More interesting to me, though, is a continuing fascination with travel to "exotic" locations over 500 years after Columbus first set foot on foreign soil. There's something about getting away from what we know that continues to fuel human travel, and the travel industry. This might sound odd coming from a person with no passport, who immediately recycles the Travel section in every Sunday New York Times, and whose idea of travel begins and ends with a day trip to Manhattan. I'm not saying I understand this desire to travel, but I acknowledge that it's there. These days, if you haven't solo climbed the Himalayas, backpacked through the former Eastern Bloc, or snorkeled off the coast of Costa Rica, you haven't really lived. Well guess what? I'm living just fine without any of these things.
Why don't I like to travel? I think in large part I'm afraid that what's on the other side of the journey simply won't live up to expectations, won't be "other" or "exotic" enough. David Sedaris writes, "I thought back to the previous summer, and my twenty-three-hour flight from London to Sydney... spend that much time on a plane and you’re entitled to a whole new world when you step off at the other end—the planet Mercury, say, or, at the very least, Mexico City. For an American, though, Australia seems pretty familiar: same wide streets, same office towers. It’s Canada in a thong, or that’s the initial impression." That's not the moral of the larger story he's telling, but I found it to be one of the most astute observations in the essay. As least as it pertains to my life.
I didn't ride an airplane until I was 19, and even then it was by accident. A freak snow storm had closed off all train travel in and out of Chicago, and driving back to college was equally impossible. The only alternative? A 27 minute flight to Midway Airport. Alone. Oh well - there's a first time for everything. I can't even remember the flight, it was so uneventful. And on the other end was a cold, tiny dorm room and mounds of icy snow. Meh.

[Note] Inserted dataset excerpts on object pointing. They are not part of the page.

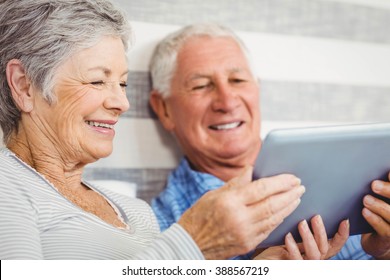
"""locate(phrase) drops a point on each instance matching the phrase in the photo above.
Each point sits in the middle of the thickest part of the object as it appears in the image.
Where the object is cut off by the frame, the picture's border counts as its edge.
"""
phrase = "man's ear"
(20, 85)
(159, 106)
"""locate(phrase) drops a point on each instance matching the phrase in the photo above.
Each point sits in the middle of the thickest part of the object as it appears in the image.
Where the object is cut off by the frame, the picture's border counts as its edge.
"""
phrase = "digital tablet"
(336, 164)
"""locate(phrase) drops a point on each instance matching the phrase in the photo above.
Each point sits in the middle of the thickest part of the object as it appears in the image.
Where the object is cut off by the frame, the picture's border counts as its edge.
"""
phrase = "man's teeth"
(226, 126)
(97, 124)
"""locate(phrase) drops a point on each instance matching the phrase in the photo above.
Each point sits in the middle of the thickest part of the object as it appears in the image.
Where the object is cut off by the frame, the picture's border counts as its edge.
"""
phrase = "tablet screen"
(336, 165)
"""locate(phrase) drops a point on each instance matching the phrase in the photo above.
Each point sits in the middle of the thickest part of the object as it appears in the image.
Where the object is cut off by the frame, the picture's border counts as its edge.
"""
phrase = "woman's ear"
(159, 106)
(20, 85)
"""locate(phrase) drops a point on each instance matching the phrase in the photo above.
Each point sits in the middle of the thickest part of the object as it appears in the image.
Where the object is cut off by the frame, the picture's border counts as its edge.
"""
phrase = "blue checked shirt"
(185, 186)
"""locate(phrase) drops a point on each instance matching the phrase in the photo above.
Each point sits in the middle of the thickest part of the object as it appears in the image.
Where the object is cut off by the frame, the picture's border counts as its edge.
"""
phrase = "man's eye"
(202, 87)
(97, 83)
(123, 84)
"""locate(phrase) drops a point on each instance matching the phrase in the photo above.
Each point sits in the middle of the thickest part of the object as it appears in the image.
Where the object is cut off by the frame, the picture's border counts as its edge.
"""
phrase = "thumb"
(243, 179)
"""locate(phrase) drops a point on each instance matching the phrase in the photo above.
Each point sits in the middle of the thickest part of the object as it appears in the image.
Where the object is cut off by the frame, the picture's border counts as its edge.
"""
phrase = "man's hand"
(377, 214)
(235, 218)
(314, 246)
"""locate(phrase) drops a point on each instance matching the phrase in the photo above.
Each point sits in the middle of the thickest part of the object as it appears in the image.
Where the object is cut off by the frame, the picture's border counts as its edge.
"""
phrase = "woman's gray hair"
(163, 62)
(42, 34)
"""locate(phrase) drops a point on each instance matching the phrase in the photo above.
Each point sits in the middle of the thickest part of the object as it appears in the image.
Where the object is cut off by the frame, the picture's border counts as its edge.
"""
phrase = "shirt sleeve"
(352, 250)
(19, 234)
(173, 244)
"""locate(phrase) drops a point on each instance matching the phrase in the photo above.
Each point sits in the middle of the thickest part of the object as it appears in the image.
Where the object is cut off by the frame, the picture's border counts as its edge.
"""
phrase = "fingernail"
(297, 182)
(305, 225)
(366, 212)
(369, 200)
(377, 186)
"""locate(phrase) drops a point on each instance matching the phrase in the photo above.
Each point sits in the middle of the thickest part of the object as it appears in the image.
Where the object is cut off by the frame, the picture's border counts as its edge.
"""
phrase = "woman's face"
(90, 97)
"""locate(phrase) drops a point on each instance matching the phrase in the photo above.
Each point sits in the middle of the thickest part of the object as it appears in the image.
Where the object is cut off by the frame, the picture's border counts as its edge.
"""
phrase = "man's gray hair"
(164, 58)
(42, 34)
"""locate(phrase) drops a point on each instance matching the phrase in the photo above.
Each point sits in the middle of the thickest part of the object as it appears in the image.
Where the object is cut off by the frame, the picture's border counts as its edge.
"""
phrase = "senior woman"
(62, 89)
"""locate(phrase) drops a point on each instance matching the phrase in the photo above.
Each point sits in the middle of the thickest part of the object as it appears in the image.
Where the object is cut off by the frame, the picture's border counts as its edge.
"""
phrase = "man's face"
(214, 104)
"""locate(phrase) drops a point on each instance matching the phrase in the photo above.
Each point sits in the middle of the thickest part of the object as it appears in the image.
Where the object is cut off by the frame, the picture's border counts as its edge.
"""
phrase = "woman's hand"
(315, 245)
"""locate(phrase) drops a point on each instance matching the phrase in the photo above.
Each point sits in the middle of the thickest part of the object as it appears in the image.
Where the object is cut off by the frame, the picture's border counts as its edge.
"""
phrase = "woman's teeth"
(226, 126)
(97, 124)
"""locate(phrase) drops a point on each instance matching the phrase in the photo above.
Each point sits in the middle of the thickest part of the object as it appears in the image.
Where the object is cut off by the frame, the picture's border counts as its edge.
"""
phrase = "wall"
(319, 62)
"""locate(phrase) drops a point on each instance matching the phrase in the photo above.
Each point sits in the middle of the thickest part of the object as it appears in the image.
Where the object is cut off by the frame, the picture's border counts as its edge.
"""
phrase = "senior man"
(206, 93)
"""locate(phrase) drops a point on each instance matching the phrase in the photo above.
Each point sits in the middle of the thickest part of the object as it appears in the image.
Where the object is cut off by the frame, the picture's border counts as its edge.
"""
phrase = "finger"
(309, 243)
(242, 180)
(266, 226)
(274, 204)
(381, 188)
(292, 248)
(320, 234)
(377, 206)
(266, 187)
(381, 226)
(339, 239)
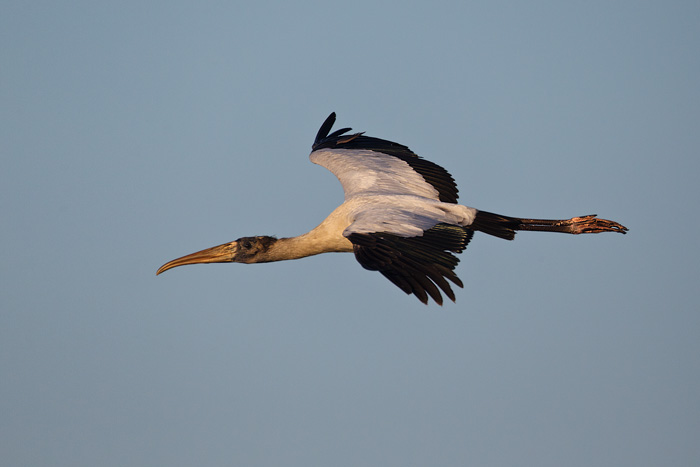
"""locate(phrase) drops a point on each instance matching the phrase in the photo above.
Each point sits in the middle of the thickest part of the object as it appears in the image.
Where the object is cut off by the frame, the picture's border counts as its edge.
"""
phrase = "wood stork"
(400, 217)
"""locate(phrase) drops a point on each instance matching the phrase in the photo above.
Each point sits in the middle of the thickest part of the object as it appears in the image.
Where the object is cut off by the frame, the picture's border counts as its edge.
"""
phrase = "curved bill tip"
(219, 254)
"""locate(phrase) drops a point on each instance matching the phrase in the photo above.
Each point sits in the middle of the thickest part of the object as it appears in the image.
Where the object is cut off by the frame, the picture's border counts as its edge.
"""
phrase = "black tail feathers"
(495, 224)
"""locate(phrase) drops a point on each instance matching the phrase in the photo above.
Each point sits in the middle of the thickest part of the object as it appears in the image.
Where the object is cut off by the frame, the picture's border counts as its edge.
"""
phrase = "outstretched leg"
(505, 227)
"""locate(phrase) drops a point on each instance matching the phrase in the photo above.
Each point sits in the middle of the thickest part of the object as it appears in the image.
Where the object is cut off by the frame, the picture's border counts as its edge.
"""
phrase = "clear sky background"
(132, 133)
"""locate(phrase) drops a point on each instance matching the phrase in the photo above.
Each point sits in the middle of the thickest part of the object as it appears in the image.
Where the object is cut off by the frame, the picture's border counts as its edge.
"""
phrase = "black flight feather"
(432, 173)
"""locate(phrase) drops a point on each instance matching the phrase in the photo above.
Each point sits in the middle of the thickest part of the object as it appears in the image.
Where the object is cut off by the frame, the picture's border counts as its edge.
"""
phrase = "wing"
(417, 265)
(366, 165)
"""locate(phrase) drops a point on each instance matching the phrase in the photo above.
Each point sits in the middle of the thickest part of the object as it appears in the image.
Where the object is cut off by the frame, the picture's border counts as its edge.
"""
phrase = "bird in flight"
(400, 217)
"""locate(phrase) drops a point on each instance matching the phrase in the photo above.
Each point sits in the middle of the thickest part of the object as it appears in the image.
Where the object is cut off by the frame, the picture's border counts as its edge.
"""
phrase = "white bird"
(400, 217)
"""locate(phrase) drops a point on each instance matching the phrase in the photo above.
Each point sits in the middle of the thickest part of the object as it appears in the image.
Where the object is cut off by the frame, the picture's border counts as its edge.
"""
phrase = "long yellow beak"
(219, 254)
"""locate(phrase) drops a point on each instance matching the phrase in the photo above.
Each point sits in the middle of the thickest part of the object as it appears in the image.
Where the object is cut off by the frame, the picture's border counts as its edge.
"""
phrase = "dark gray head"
(243, 250)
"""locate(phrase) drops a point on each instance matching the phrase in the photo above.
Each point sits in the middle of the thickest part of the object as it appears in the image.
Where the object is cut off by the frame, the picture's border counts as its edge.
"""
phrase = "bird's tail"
(505, 227)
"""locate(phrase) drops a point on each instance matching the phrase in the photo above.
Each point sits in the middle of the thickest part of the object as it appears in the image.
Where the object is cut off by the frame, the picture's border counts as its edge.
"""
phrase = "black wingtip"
(325, 128)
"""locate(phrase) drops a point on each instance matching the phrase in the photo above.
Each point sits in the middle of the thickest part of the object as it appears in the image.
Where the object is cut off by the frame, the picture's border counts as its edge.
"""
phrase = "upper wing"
(366, 165)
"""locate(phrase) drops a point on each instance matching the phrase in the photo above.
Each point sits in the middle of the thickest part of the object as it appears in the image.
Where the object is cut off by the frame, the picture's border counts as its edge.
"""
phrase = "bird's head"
(243, 250)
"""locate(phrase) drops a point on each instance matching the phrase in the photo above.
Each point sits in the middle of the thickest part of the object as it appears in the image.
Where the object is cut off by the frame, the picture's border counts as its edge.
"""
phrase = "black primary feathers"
(417, 265)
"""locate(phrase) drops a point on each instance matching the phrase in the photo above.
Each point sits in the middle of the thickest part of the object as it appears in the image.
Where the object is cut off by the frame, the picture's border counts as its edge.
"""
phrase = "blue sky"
(135, 133)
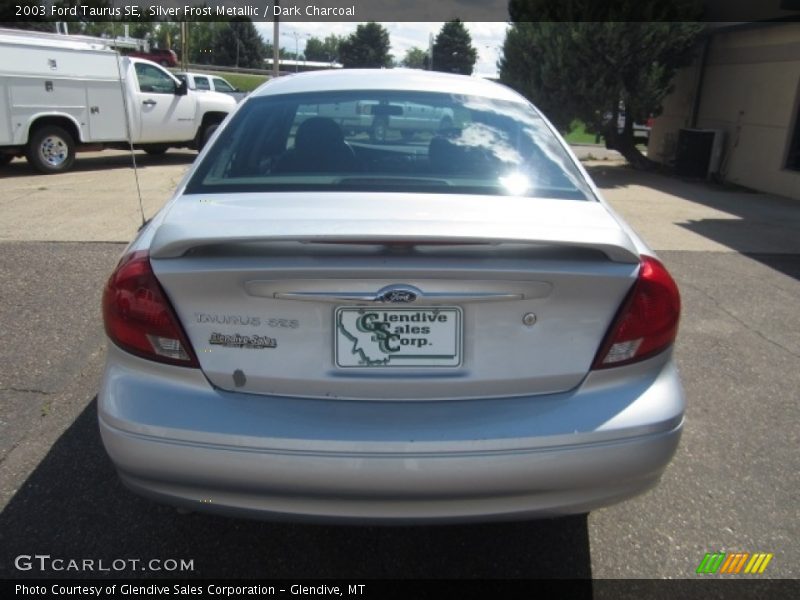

So even if it's not all about the destination, at least the journey should yield something meaningful, right? I've travelled more extensively by train than any other form of transportation. And having covered 2/3 of the distance across the US in an Amtrak Coach Car, I can say again...meh. Maybe it's because train tracks tend to snake like tendrils throughout the less desirable vistas of small towns and big cities alike. Have you ever wanted to catalogue the back sides of used tire lots, the broken windows on abandoned warehouses, AND the rotting wood ghosts of train stations past? Then Amtrak it is! Sorry if I sound so cynical, but unless there's a sightseeing car and you hit that perfect spot of daylight while traversing mountains or something, it just ain't that grand.
So, if given my druthers on a holiday like today, I choose to stay home. Alone. And I think there's nothing wrong with that. I'll be celebrating with my own form of resistance, thank you very much.